Monthly US jobs reports diverge but long-term trends align

Monthly employment data from the Bureau of Labor Statistics and ADP often show differences in their figures, yet they follow the same direction over extended periods. This alignment provides a reliable view of the US labor market despite short-term variations. Jobs information is key to understanding consumer spending, which drives about two-thirds of the US economy.

The Bureau of Labor Statistics (BLS) releases monthly employment data that influences markets and policy decisions. This information offers insights into consumer spending, responsible for roughly two-thirds of US economic activity, and hints at future corporate earnings and broader economic conditions. Such data affects Federal Reserve policies, as well as movements in currencies, equities, and commodities.

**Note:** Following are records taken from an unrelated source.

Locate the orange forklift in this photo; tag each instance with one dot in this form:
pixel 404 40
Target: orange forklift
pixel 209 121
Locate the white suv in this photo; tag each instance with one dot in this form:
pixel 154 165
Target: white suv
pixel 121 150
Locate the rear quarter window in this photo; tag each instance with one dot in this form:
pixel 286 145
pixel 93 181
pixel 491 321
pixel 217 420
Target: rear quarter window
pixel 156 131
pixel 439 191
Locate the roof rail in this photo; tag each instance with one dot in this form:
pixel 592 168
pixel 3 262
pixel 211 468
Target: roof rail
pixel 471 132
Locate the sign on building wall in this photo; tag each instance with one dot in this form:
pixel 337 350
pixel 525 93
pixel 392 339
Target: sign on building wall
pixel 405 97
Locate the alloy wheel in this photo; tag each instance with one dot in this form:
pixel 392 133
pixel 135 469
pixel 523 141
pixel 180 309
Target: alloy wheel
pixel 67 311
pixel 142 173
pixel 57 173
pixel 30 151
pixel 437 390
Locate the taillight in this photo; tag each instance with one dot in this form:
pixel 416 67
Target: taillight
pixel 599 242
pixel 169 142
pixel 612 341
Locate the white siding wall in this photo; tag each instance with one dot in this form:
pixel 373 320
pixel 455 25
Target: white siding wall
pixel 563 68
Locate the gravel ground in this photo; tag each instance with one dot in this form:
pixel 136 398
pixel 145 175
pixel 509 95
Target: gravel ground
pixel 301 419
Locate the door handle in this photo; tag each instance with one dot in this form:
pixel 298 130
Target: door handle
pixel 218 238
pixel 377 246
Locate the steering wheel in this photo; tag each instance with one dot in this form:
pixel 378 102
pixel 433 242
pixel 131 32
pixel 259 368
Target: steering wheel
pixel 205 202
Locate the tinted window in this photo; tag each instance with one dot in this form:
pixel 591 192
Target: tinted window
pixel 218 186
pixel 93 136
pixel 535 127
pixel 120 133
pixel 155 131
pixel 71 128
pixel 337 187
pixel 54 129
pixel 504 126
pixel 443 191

ADP, a global human capital management company, produces the National Employment Report (NER), which draws from real-time payroll data of more than 500,000 firms and over 26 million employees, covering about 20% of US private employment. The NER focuses on nonfarm private employment and appears two days before the BLS report, giving an early indicator of trends.

In contrast, the BLS uses a survey method involving around 121,000 private firms and government agencies, including small businesses with fewer than 20 employees, which make up about 45% of its establishment survey. The BLS headline figure includes both private and government jobs, averaging 22 million more workers than ADP's count. A more direct comparison arises when looking at BLS private sector data alone, which shows only 1.26 million more workers on average.

Both datasets aim to determine if the US economy is expanding or contracting in jobs. While monthly reports can diverge, producing conflicting headlines, longer-term analysis reveals they trend similarly. For instance, six-month rolling correlations fluctuate between positive and negative values, reflecting short-term noise. However, five-year rolling correlations demonstrate a steady positive relationship with less variation.

These employment metrics, combined with measures like the U3 unemployment rate and the broader U6 underemployment rate, provide complementary views useful for gauging interest rates, Federal Reserve actions, and directions in equities, commodities, and forex markets.